Today I have decided to go to the funeral of Dr. Brian Ewart who I worked with for many years in the university psychology department. He recently died unexpectedly from a heart attack at the age of 56. As far as I am aware he was physically fit and well, being a keen horseman. I wish to make it clear that this will constitute neither an obituary nor an appraisal of his academic work. Rather, I present my stream of consciousness as it has been diverted by the news of his death.
Brian and I had been closer in terms of friendship some decades ago. I remember cooking a particularly spectacular meal for him and his partner, Kate, at one point towards the end of the 1980s. I looked through my records and found the menu. I started with home-made puff pastry vol-au-vents with prawns and anchovies in a bechamel sauce. Then I did a brocoli and cheese souffle with a ginger carot garnish. The main course was a lamb cutlet and peppers on croutons with a veloute sauce (this was a Roux Brothers recipe). Finally, I made pears poached in red wine. As the meal progressed I consumed glass after glass of wine in the style of Keith Floyd. I think this was the best meal I have ever cooked in my entire life. At one point, I remember Brian exclaiming that what was going on in our little kitchen diner was precisely what we were all watching back then in the UK, as the TV chefs took English cuisine by the scruff of its neck and shook it about until the austerity years of the 1950s were banished once and for all from middle class dining tables.
Latterly, Brian and I drifted apart somewhat. For a long time we were simply work colleagues and I had not seen him at all since my retirement from the university several years ago. It was one of my dear friends, Sophie, in the old department at the university who yesterday sent me an email giving me the sad news of Brian’s death.
At first I wondered whether I should go or not. However, a funeral is not exactly an occasion for family and close friends. It is a public event, in this case announced in the local press. One sometimes wonders who will turn up on the day; one can even catch oneself in the act of speculation about who will be the mourners at one’s own funeral. I do believe in the importance of these rites of passage and, although yesterday I didn’t really have the stomach for a funeral, I am now decided to make the journey. Even though we may have drifted apart over the years, I wish to pay my respects to a long-time work colleague. The paying of respect has a slightly old-fashioned ring to it in today’s world but it makes a lot of sense to me.

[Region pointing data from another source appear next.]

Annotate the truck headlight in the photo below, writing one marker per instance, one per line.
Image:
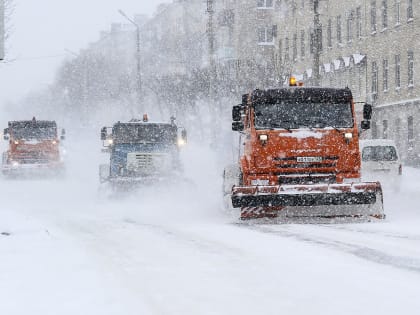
(263, 138)
(260, 182)
(181, 142)
(348, 135)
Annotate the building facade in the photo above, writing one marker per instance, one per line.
(369, 46)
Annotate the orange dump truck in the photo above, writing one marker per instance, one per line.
(34, 148)
(299, 156)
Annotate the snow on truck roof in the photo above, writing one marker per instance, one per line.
(302, 94)
(376, 142)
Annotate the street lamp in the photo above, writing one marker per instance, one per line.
(138, 78)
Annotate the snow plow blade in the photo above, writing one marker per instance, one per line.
(327, 200)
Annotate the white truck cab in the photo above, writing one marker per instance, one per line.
(381, 161)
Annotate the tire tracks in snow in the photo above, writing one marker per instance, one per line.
(363, 252)
(398, 236)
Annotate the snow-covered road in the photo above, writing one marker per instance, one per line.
(66, 249)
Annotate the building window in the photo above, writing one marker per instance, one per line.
(359, 22)
(302, 43)
(397, 134)
(319, 38)
(410, 129)
(280, 49)
(329, 34)
(350, 27)
(397, 71)
(385, 74)
(373, 16)
(339, 39)
(265, 4)
(374, 80)
(410, 10)
(374, 130)
(385, 129)
(410, 68)
(266, 35)
(311, 41)
(384, 14)
(397, 6)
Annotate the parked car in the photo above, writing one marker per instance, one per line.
(381, 161)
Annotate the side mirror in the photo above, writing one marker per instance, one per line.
(103, 133)
(367, 112)
(6, 134)
(236, 113)
(238, 126)
(184, 135)
(365, 124)
(244, 99)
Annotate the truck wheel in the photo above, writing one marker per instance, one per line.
(231, 177)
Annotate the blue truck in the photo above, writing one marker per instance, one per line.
(142, 152)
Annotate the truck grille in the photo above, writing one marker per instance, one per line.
(298, 179)
(291, 164)
(147, 162)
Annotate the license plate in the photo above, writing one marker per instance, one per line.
(309, 159)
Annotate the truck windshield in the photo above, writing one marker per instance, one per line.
(289, 115)
(379, 153)
(31, 132)
(147, 132)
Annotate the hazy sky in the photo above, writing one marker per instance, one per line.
(43, 29)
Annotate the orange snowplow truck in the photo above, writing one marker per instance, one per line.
(34, 148)
(299, 156)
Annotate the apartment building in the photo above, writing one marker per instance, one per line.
(370, 46)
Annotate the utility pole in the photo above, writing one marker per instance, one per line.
(213, 72)
(210, 35)
(2, 31)
(138, 59)
(317, 44)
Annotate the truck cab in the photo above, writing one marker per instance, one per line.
(142, 151)
(300, 155)
(34, 147)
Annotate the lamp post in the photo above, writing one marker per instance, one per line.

At the risk of sounding trite, death comes to us all. There is no optimum time. Childhood lukemia or teenage suicide seems far too early. My father died in his 40s shortly after I was born and I have always thought that was a pity. My mother lived to 103 and towards the end, in the last few years, her body gave out biologically and could not adequately sustain her vibrant personality; for her, death came a tad too late. Some of us can tweak probabilities a little by forcing ourselves into a healthy life-style or acting in such a way as to accelerate the likelihood of death (perhaps by chain-smoking cigarettes, drinking a bottle of whisky a day, or whatever). My view is that most of us rub along as best we can and it is the luck of the draw when we go.
Death is the point at which the scope for autobiography vanishes but it defines the final chapter in biography. There can be no definitive biography for a given life. Biography is always told from the perspective of the biographer, even when that person is merely collating the versions furnished by family and friends. That does not mean that biography is a mess of relative values, since value judgements are inevitably made and can be supported by evidence drawn from any point in the individual’s life trajectory. It is at the point of death when people can step back and say “He was a good man, may he rest in peace”. I think that really means that those of us who remain in life may be the ones who can relax and rest in peace, knowing that no bad things live on beyond the grave or crematorium. Of course, for bad or evil men and women, the converse is true.
The dead leave their mark upon the living in various ways. For those who have had children, they pass on their genetic contribution for the generations to come. For those with wealth, the beneficiaries of the Last Will and Testament become better off financially. Possibly the most potent legacy lies with those who have most closely interacted with them in life. For a good person, it is as if they speak to us in times of joy and sorrow for the rest of our lives: “What would he have done in this situation?” or “How would she have handled this?” are questions that can sometimes be answered in wonderfully insightful and creative ways. That is the mark of a life, positively lived. Bad people spill their bile into our minds and it may take a considerable amount of talk in the future to get that purged away, if the psychotherapists are to be believed.
Although death remains a personal tragedy for the bereaved, it seems to be a double-edged sword to me. It is the case that death represents the loss of all the good times we might have enjoyed, were we to have lived. Yet it is also the card that takes us away from World War III, from the nuclear holocaust, from the fierce ravages of climate change, from famine and draught, from a panoply of potentially painful and difficult physical and mental illnesses, from the development of corrupt or totalitarian political systems: in other words, from all the bad things that we might have to live through, were it not for our own death.
… I went to the funeral. The chapel at the crematorium was packed with family, friends, and his work colleagues. The service was conducted quietly and sensitively. Although a general invitation to return to the house afterwards was made, I did not feel up to that. It was a pensive drive home for me.
So, Dr Brian Ewart, may you rest in peace.